Trees and mountains for blog by DC widow writer Marjorie Brimley
New Perspectives

On Details and Memory

I was talking with my sister the other day. We were trying to remember some things about my mom. When did she get sick? When did we know? When was it obvious to other people? We could remember the basics: that she had depression our entire lives, that it got worse when we were young teenagers, that by the time we were both in high school she rarely got out of bed. But the other details were hard to remember. What year did we take the last trip together as a family to the mountains? Three years before she died? More? You would think we would remember everything – she was our mother, of course. But even as we really tried to remember, we couldn’t pinpoint all the details.

Memory is strange. Sometimes I am surprised when I read a blog post of mine from 2018 or even 2019. When I think back to the early days after losing Shawn, I can remember key moments, like when I first went back to teaching after Shawn died and found my planner, and across the top every other Thursday I had written “chemo”. Or when I sat at the kitchen counter four months after he died and thought I just couldn’t keep going. I can remember the first time I took Claire to her guitar lessons and what it was like to visit Shawn‘s grave on his birthday. But sometimes it’s hard to remember exactly what happened and how I felt at different points in time. Was I just as bereft six months after Shawn died as I had been two months after he died? Could I see positive pieces of my future by the end of that first year of widowhood? When I try to answer these questions just from my memory, I often settle on an answer easily: no, I was not as sad six months after Shawn died as I had been two months after he died. Yes, I could see happy pieces of my future a year after I had been widowed.

But when I go back to my blog and look to confirm the answers to some of these questions, sometimes I find a different story. Sometimes I see a note, maybe from a blog post in the fall of 2018, a time I remember as being hopeful, and I am surprised to learn that I had some weeks in there that felt just as bad as the first few months after he died.

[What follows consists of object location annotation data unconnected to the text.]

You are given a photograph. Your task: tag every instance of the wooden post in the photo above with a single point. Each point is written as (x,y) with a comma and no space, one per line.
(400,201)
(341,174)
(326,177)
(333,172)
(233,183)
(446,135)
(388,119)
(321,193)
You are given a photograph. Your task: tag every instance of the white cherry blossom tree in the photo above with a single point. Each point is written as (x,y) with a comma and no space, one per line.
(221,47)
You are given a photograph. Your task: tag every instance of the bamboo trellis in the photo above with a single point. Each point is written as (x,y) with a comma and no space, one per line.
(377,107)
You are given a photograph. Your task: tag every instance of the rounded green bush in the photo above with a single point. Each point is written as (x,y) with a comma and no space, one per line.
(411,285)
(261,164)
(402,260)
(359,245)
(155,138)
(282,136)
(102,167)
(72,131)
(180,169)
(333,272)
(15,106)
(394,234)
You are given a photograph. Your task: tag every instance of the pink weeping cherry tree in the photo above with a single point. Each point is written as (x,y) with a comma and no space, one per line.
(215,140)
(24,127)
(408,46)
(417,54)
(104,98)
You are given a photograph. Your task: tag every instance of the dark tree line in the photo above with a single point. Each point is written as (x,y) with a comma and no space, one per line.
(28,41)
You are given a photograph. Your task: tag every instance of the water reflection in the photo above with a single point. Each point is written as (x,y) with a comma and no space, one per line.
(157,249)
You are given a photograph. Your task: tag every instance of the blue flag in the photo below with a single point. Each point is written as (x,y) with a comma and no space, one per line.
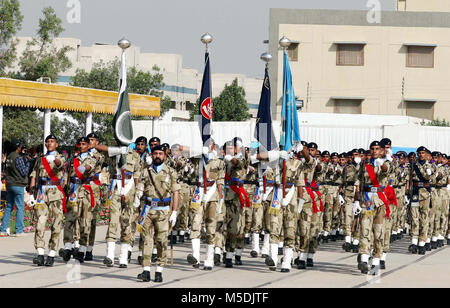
(263,130)
(290,132)
(206,105)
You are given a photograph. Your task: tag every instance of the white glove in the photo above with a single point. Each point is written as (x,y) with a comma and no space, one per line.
(283,155)
(219,206)
(31,201)
(356,208)
(50,158)
(406,200)
(137,201)
(300,202)
(81,169)
(148,160)
(173,218)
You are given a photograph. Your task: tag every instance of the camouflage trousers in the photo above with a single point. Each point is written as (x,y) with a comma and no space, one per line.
(43,212)
(122,214)
(419,219)
(220,234)
(235,224)
(155,231)
(372,224)
(206,213)
(71,224)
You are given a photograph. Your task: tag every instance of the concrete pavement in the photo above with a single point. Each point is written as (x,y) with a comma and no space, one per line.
(333,268)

When people ask me what it was like after Shawn died, I give them the best answer that I can. It was terrible. There were many months after he died when I felt hopeless. But then I say it got better after four months. There was an upward trajectory. Things got easier. And all of that is true, if I think of the big picture of that first year.

But the details matter don’t they? It matters that I had low points not just at two months after Shawn died, but also at eight months after he died and 14 months after he died. It also matters that some of my experiences, like Shawn‘s 41st birthday (the one we spent at his grave) was not 100% sad. There were moments that day that were happy, too. There were moments that day when I felt proud of my children. And this may be strange to say but there were also moments that day when I also felt proud of myself, too.

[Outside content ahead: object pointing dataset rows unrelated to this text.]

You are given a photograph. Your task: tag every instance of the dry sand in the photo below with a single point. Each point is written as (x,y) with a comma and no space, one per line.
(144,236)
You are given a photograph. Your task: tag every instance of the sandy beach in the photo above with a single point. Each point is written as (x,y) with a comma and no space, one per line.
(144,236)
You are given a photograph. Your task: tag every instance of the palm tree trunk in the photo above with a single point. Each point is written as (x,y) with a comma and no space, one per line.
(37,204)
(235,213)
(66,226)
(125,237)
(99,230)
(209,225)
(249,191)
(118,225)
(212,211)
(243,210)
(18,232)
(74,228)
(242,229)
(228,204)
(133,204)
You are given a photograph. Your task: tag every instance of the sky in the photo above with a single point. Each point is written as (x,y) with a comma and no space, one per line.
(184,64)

The blog, in a way, keeps me honest. Sometimes I want to remember the past – and especially the early days of widowhood – in one way. But I kept a record of what it was like, both on this blog and in my private diaries. Sometimes those records are not pretty. Sometimes I said things on them that I don’t want to remember that I said. Things like, “I will never love anyone like I love Shawn!” That example is just one example, but it’s a good one because it’s hard to re-read today, having found a second love with Chris.

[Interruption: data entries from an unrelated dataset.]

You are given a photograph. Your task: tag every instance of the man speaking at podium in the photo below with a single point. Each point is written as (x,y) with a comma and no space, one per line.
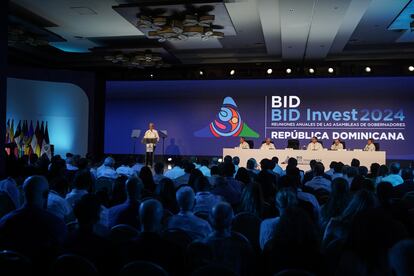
(151,133)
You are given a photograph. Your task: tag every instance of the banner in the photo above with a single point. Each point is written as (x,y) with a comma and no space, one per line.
(204,116)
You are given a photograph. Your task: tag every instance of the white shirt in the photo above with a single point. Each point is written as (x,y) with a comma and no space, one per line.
(244,145)
(370,147)
(315,146)
(267,147)
(337,147)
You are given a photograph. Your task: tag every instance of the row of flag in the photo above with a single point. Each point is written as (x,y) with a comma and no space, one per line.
(28,139)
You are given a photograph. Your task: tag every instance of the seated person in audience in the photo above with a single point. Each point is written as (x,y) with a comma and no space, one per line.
(370,145)
(204,167)
(284,198)
(107,169)
(31,230)
(56,202)
(149,245)
(185,219)
(85,242)
(176,170)
(204,199)
(183,180)
(243,144)
(337,145)
(278,169)
(319,181)
(407,186)
(251,166)
(158,172)
(81,185)
(394,177)
(229,249)
(268,144)
(314,145)
(127,212)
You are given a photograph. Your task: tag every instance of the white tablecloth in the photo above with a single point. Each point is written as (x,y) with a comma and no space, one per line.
(305,156)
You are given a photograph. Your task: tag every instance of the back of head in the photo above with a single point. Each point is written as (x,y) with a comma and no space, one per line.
(228,169)
(36,191)
(185,198)
(407,174)
(221,216)
(159,168)
(134,187)
(251,164)
(355,163)
(83,180)
(150,215)
(395,168)
(87,210)
(318,169)
(401,258)
(202,184)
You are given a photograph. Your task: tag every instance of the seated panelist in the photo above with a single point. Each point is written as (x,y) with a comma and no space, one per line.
(243,144)
(337,145)
(370,145)
(314,145)
(267,145)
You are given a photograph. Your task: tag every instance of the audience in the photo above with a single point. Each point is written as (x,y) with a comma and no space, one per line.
(185,219)
(364,227)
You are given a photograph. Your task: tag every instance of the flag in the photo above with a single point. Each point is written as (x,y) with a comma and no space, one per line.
(11,131)
(46,137)
(7,132)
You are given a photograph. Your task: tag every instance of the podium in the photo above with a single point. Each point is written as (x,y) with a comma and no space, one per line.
(149,150)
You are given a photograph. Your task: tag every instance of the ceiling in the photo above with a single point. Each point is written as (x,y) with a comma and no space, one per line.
(82,32)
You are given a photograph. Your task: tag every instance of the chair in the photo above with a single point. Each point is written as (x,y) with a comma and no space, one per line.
(177,236)
(123,233)
(248,225)
(71,264)
(13,263)
(293,143)
(142,268)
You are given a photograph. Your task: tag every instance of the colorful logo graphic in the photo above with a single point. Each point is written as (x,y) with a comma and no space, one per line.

I don’t think that means that memory is not important. I just think it means that memory is not perfect. Of course this blog does not tell every bit of every part of my story, but it does remind me that it was not always just a straight line upwards, towards a happy future. I struggled at a lot of different points – sometimes I struggled so badly that I wasn’t sure how I was going to get to the next week. I really missed Shawn, sometimes at the most mundane times, like when things were hard at work and when parenting was too much and when I just wanted someone to hold my hand a party. I made some bad decisions and I said inappropriate things and I wasn’t often a great parent, especially that first year.

When I think back to the first year after Shawn died, what I remember is merely that things did get easier. And that is true. So it’s not a lie when I tell people who are struggling with new widowhood that “it gets easier”. It does. It’s just not the full autobiographical truth. It’s merely what I can recall.

My sister and I cannot remember the moment when we both knew my mom was really sick. We just knew she wasn’t that sick and then she was. We can’t even really remember the year it happened, and we certainly can’t remember most of the details.

But I haven’t forgotten everything from my teenage years. In fact, the thing I remember most was that my sister was always there. I knew that when things were hard, she was there in the room adjacent to mine, and she was there in the bathroom we shared and she was there riding shotgun in the seat next to me to school. Having her by me was a great comfort. The rest of details really don’t matter that much, not to me.

2 Comments

  • Angie Bell

    I am at 9 months out and I can attest to that rollercoaster of emotions. And the fact that they come at crazy times. But I have had many good moments, too. Next week I will move, the third move in less than a year, to be near my grandkids. I think it is a good decision. I need them and they need me. This isn’t what we planned, but it is where I am. I am going forward.

    • M Brimley

      That’s a good decision – yes to moving near your grandkids! I wish you so much joy, and being near grandkids sounds like it will bring happiness to your life!